Greg Kavanagh firm pursued over €1.8m deal to buy ownership of development land
High Court Reporters
Three businessmen are seeking High Court orders requiring a developer, Greg Kavanagh, to complete an agreement to pay €1.8 million to their firm, which owns land with planning permission for 35 homes.
Seamus Palmer, Barry Byrne, and Seamus Nolan are directors and equal shareholders of Elderwood, owner of a property known as the Longwood Village development site, which consists of 3.81 acres near Longwood in Co Meath.
It has planning permission for 35 terraced, semi-detached, and detached houses.
They are suing development company Close Line Cole Ltd, seeking orders that the defendant transfer sums as per the agreement to be held in an accountable trust pending discharge of the plaintiffs of the obligations under the agreement.
In July 2024, Elderwood put the property up for sale, and following negotiations with Mr Kavanagh, on behalf of Beakonshaw Ltd, it agreed to buy the land for €2.35 million excluding VAT.
There were further negotiations, and it was then agreed that Beakonshaw, through a nominated subsidiary, would purchase Elderwood instead of the land, but also for €2.35 million.
In an affidavit seeking entry of the dispute to the Commercial Court, Elderwood director Seamus Nolan, on behalf of all three directors, said draft heads of terms were prepared whereby €2.35 million would be payable for the purchase of Elderwood.
There was a delay however in progressing matters and in April 2025, the three plaintiffs met with Kavanagh in his office where he said that as the planning permission for Longwood was due to expire in September 2025, the total purchase price to be paid by Close Line would be reduced from €2.35 million to €1.8 million with a €50,000 deposit to be paid in respect of this revised arrangement.
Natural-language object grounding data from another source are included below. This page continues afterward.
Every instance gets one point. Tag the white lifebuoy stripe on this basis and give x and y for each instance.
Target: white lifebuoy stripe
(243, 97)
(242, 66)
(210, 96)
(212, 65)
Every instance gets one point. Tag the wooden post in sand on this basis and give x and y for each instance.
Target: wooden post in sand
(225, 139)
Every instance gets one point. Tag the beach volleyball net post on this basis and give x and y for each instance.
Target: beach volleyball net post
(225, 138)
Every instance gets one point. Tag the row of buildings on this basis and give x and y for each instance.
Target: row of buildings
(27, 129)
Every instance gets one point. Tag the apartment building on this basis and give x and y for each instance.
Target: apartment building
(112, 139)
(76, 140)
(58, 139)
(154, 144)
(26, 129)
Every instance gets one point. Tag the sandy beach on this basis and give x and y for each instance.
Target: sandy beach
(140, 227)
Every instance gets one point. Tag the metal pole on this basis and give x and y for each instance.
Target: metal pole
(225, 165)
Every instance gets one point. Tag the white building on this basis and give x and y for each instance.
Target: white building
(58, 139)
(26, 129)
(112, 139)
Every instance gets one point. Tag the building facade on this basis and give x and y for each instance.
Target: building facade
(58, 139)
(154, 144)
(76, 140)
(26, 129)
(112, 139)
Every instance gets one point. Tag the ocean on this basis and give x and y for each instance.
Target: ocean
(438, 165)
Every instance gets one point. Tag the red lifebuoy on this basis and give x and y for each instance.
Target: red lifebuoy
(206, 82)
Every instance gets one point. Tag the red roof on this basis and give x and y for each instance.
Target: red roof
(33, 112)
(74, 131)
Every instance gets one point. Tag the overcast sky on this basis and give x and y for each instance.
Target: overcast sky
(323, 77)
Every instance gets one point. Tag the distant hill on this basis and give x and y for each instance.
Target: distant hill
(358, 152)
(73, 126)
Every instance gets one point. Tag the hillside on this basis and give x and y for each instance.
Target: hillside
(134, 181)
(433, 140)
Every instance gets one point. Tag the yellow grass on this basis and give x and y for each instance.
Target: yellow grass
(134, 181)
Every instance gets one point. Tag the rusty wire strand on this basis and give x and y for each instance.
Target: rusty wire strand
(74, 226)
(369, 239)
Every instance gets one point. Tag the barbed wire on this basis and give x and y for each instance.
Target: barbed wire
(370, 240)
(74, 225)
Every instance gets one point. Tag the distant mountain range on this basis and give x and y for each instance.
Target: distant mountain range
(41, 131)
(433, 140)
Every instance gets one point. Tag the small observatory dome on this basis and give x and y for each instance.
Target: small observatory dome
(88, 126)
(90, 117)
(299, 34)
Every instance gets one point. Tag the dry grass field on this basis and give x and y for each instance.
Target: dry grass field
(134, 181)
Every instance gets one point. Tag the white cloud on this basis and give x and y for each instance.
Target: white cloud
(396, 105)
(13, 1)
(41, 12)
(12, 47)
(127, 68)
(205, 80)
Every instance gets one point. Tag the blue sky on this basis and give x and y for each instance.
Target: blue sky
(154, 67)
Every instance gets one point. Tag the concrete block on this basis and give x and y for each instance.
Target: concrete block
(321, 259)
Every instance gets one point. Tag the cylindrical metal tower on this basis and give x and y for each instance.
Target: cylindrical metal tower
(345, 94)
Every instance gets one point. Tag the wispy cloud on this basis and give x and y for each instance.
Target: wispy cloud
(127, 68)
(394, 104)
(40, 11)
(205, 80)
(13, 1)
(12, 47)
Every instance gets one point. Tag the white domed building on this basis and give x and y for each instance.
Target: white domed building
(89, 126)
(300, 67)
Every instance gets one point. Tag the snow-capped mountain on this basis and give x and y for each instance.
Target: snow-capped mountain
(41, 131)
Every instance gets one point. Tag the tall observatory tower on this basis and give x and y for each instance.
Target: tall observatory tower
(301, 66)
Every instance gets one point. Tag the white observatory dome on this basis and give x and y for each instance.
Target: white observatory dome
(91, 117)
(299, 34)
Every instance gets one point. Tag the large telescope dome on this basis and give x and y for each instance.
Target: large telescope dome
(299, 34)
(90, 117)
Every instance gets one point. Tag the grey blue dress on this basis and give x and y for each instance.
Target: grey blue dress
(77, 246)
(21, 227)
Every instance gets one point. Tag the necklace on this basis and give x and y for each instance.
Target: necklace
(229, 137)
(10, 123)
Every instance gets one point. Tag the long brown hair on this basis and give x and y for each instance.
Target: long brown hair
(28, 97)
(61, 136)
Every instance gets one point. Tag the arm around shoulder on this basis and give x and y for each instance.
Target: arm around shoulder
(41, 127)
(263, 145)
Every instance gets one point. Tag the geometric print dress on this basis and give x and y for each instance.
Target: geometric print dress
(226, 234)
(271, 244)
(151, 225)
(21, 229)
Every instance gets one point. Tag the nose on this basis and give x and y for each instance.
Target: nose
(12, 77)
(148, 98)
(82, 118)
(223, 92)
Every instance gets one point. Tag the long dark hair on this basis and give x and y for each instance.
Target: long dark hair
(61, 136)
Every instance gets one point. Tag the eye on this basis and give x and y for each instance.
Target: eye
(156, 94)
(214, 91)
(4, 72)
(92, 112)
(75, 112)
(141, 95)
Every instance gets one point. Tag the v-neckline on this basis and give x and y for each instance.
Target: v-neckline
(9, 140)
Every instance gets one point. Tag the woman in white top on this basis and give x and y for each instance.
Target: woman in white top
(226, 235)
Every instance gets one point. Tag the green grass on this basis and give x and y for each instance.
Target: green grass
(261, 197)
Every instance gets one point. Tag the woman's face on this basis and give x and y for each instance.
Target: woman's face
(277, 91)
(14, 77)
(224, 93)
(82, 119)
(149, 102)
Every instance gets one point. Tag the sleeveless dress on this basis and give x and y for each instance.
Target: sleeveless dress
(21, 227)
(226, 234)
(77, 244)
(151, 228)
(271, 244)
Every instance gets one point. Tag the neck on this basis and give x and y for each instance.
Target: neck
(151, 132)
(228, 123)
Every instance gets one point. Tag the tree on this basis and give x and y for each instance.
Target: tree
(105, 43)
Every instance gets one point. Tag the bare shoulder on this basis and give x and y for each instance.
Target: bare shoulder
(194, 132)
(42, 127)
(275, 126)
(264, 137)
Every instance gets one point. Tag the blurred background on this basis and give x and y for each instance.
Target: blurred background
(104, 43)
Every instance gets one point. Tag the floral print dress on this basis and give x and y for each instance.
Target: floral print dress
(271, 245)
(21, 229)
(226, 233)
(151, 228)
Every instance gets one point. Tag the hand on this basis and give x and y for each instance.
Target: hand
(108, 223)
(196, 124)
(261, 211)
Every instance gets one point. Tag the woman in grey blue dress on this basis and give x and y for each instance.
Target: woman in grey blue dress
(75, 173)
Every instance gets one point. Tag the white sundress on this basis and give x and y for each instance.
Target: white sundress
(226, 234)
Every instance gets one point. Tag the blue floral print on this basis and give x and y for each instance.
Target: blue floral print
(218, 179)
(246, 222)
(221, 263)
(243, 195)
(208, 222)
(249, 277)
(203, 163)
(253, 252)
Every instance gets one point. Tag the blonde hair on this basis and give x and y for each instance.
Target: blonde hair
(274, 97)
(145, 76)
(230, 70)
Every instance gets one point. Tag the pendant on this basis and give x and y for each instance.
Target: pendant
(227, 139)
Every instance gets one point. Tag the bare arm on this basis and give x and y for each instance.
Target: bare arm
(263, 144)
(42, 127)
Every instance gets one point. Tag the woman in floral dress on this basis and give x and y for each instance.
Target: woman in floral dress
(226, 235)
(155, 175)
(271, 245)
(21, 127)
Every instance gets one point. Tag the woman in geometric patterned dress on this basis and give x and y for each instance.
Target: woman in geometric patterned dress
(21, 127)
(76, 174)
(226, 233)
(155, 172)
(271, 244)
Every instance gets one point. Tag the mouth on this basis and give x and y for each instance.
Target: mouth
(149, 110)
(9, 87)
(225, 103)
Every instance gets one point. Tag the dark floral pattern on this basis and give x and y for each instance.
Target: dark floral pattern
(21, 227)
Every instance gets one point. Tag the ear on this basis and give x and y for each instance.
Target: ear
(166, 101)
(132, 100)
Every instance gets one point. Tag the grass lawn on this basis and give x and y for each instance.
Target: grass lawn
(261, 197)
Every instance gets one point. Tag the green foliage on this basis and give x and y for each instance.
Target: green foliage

Permission was later extended to September 2028.
Nolan said he and his two colleagues agreed to the reduced price but did not agree to the defendant being afforded access to the lands to begin construction as Kavanagh had sought.
There was a further delay as the three plaintiffs awaited the transfer of purchase funds to be held in trust before they would release the required signed documentation for the deal.
There was further direct contact between Nolan and Kavanagh, Nolan said, but nothing was agreed. On August 28th, the purchase of Elderwood was terminated due to alleged non-performance.
The defendants denied that the plaintiffs had any entitlement to do so and that the plaintiffs had not complied with their obligations.
Further discussions followed, but ultimately legal proceedings were issued.
The case came before the Commercial Court on Monday when Justice Mark Sanfey agreed to adjourn an application to enter the matter into the fast track commercial list for two weeks.